Historically, our tool used data like:

       # of results for a given keyphrase
       # of results in quotes
       # of results using allintitle
       PageRank of the top ranking pages/sites
       # of links pointing to the top ranking pages/sites
       Maximum bid price in the paid search results
       # of ads showing for a given query

However, these were all poor proxies for the actual data of how competitive and difficult to
unseat the top results might be. We're pretty bullish on the new process and the new tool being a
significant upgrade to our previous second-order measurements.

Michael Gray (Graywolf's SEO Blog)
Take the top 5 results, do a whois for the domains and see when the original registration date is
for each of the domains. If all or most of the domains have been registered for more than 5 years,
you're going to need a trusted domain to rank. Domain age really isn't what you're looking for,
but the trusted links that have come from being around and publishing that long. If you're on a
new domain, you've got a 5 year link building hole to try and overcome.

David Harry (Huomah SEO Blog and SEO Dojo)
Well, as with most things I do it is a combination of data points. At the end of the day it is part of
the art -- being able to analyze the competition. Getting intimate with a query space is the way to
go, and there is nothing like digging in and looking through the top 10-20 listings to see where
there may be holes.

It is worth mentioning that it is also a balancing act. Just because a space isn't competitive
doesn't mean we want it. So it's not exactly seeking non-competitive spaces, but ones where we
can get a foot in the door or with the volume to chase the big dogs.

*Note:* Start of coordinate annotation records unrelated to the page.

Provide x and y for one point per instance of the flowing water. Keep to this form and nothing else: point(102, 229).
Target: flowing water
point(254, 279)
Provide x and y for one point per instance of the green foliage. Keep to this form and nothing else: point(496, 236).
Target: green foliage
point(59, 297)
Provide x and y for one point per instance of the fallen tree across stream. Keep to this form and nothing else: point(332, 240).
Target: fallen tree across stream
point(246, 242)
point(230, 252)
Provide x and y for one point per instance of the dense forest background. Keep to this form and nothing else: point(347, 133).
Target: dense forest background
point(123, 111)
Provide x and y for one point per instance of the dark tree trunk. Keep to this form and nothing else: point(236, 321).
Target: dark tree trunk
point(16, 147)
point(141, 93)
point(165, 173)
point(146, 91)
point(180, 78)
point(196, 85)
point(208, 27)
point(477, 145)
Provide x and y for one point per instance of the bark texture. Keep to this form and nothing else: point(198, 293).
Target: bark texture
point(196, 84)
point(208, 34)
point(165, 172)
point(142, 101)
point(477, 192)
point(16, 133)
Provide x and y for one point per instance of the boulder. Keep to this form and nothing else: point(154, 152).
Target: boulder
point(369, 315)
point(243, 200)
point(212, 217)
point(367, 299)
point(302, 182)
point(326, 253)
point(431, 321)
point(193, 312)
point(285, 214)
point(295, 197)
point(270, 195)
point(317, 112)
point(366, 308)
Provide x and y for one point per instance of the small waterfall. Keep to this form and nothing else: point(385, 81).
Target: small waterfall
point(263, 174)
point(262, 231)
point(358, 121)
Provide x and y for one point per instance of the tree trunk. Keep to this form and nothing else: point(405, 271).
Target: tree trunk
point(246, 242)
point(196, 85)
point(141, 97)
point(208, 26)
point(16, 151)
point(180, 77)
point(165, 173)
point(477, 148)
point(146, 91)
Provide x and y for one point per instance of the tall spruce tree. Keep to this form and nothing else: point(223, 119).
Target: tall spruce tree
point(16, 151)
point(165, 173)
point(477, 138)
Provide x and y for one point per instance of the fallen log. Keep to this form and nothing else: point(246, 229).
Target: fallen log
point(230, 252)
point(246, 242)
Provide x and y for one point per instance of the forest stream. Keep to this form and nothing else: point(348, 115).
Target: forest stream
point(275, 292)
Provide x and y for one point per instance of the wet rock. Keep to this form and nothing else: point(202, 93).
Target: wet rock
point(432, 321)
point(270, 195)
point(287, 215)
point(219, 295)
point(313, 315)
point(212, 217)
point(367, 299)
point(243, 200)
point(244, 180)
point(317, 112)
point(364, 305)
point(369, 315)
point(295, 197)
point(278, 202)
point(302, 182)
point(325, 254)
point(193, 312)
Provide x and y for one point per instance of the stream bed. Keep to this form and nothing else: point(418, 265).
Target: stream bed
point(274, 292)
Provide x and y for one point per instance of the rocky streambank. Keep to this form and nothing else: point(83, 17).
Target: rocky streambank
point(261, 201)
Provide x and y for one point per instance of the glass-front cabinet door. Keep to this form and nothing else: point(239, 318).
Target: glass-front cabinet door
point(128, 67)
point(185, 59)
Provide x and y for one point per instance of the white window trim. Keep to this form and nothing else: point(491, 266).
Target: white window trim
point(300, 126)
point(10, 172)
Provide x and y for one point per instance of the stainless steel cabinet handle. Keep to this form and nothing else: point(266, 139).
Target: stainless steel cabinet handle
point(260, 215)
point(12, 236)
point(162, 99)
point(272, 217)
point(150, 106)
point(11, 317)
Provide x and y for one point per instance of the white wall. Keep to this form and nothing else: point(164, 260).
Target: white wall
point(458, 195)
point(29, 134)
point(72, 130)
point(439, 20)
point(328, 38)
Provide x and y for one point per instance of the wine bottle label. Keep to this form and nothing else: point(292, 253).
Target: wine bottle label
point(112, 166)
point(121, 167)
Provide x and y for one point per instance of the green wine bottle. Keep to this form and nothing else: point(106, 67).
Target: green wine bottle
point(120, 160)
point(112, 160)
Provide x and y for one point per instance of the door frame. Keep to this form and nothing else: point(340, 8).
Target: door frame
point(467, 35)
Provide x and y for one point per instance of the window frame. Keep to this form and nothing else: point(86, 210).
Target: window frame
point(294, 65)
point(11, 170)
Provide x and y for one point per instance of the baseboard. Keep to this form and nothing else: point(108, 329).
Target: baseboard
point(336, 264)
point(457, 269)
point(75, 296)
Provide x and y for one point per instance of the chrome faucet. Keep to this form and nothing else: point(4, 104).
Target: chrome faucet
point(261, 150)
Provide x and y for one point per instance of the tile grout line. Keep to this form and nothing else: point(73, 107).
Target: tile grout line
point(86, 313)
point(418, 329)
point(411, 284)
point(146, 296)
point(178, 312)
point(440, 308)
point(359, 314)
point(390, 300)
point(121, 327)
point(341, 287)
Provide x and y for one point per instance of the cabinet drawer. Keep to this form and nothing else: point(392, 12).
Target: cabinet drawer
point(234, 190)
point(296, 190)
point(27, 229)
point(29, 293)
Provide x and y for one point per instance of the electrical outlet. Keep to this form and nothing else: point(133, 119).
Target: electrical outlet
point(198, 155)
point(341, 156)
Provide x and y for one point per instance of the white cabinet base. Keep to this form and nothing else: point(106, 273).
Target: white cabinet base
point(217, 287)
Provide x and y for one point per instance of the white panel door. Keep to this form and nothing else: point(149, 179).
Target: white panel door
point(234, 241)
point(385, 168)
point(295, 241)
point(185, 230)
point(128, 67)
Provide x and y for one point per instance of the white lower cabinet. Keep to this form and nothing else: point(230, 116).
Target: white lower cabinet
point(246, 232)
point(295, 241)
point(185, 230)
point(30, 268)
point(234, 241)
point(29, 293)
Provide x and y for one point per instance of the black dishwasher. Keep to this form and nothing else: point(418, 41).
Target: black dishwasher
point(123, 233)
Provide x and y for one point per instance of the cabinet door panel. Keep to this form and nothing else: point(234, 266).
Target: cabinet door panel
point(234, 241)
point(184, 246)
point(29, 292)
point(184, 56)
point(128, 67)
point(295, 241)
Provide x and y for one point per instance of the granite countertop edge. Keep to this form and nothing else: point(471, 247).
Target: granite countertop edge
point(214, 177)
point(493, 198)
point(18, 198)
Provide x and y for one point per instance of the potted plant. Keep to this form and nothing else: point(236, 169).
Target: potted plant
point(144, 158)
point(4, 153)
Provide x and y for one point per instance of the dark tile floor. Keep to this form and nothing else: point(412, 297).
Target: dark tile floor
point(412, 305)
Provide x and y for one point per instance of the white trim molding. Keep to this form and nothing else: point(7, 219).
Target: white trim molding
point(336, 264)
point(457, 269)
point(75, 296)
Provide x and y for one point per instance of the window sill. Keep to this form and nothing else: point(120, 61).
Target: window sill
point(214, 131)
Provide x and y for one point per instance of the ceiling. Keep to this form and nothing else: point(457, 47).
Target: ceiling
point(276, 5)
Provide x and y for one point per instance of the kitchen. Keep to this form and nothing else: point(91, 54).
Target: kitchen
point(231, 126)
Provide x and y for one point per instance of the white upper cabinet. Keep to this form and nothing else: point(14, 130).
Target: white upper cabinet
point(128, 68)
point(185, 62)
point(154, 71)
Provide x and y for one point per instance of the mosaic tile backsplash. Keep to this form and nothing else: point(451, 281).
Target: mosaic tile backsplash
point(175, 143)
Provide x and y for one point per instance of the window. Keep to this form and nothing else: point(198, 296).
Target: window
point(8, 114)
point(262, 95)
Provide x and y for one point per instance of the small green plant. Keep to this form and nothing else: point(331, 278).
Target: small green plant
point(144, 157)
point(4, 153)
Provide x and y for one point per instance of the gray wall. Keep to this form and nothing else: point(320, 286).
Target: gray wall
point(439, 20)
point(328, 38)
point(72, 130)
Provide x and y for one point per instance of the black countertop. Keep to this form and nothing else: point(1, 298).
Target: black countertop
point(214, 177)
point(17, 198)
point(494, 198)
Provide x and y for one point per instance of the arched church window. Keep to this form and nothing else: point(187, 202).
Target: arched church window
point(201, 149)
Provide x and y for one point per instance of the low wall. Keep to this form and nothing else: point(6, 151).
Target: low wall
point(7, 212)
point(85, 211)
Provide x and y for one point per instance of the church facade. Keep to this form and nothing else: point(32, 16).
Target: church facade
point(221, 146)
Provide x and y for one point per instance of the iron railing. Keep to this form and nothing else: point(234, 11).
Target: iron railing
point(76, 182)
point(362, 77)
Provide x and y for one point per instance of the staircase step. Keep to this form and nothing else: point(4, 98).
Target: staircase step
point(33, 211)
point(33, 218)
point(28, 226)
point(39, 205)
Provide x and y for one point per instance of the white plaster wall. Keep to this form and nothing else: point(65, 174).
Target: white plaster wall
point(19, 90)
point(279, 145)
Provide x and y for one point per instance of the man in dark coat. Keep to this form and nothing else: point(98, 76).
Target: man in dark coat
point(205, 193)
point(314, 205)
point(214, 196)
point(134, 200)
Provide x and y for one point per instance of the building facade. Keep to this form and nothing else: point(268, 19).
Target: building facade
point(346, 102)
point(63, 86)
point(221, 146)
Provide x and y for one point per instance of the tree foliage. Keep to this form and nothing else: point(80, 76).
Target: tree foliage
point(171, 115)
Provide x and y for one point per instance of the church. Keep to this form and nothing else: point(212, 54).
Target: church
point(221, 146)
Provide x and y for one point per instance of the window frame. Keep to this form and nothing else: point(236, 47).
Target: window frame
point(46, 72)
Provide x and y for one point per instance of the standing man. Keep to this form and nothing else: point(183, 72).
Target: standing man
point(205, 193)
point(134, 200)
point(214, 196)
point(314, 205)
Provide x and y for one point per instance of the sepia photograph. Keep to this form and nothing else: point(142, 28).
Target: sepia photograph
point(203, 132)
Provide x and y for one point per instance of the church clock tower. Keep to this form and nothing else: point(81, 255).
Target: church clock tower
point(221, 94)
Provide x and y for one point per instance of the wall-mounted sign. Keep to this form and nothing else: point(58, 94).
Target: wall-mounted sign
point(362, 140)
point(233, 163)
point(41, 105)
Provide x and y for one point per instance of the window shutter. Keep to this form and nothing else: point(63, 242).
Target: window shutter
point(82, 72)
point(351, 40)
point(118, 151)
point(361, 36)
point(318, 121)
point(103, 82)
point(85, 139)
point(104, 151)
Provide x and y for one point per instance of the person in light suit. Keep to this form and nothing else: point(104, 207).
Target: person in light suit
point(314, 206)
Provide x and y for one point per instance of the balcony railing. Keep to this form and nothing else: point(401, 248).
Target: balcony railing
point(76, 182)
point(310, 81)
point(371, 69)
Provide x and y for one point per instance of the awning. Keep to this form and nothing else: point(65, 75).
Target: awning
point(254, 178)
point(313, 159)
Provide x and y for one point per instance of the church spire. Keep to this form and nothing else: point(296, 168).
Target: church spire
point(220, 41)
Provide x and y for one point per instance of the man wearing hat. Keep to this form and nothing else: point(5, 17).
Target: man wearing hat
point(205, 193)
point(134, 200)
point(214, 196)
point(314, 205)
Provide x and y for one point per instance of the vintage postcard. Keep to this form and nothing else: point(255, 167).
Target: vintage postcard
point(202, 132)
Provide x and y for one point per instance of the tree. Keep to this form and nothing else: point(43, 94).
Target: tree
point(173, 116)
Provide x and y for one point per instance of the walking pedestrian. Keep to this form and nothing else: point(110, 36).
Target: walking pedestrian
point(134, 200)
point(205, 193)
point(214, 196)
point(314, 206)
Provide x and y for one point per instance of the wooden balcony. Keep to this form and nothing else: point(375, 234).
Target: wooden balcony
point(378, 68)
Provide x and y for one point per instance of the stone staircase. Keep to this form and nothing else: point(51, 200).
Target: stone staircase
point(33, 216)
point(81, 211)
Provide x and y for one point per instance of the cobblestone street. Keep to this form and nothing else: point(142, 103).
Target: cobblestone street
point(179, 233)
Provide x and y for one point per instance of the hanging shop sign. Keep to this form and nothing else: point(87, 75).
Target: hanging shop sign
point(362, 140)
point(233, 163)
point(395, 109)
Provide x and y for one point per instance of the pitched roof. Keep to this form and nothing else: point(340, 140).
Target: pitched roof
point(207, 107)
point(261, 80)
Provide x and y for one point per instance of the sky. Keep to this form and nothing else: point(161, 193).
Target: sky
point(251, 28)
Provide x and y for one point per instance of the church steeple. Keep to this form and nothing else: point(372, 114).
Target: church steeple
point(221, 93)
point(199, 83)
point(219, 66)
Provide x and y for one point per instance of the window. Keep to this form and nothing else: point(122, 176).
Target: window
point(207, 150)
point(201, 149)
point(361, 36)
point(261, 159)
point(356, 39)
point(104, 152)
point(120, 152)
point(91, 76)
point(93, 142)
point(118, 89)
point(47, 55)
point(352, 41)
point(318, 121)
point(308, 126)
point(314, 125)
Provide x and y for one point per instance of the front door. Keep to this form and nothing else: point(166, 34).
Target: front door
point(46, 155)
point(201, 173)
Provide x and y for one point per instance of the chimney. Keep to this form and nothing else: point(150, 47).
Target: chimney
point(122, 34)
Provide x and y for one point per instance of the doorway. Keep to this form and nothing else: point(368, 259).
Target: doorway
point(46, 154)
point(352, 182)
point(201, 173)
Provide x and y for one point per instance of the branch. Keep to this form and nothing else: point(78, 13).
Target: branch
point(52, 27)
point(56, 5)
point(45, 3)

       So, we can start with the usual suspects (tools mentioned already)
       Then cross-reference some PPC data, always a reasonable gauge of
       value/competitiveness
Juxtapose data from straight search, exact match, allintitle, allinurl
       Just for fun have a peek at Trends/Insights...

Then, dig in, see what the competing sites have working for them and where there are
opportunities. What will be the estimated cost/time frame?

Ann Smarty (My Blog Guest)
The keyword competition tip is basically this: Check SERPs for [intitle:keyword],
[inanchor:keyword] and compare results. This is your exact competition, i.e., those who use SEO
(optimized titles and incoming links anchor text) to achieve rankings. Those phrases that have
the fewest results are the easiest to pursue. I described my tip in more detail here.

Tom Demers (Wordstream Pay-Per-Click Software and Keyword Analyzer)
For me all the best keyword competition data comes from SEO for Firefox. If I'm looking for a
really quick, high level analysis, I'll just run the query and pull the data into a CSV, then sum the
following columns:

       Y! Links
       Y! Page Links
       Majestic SEO Link Domain
       Page Rank
       Age (for this I strip the months then just sum the numbers: lower is better for this one :))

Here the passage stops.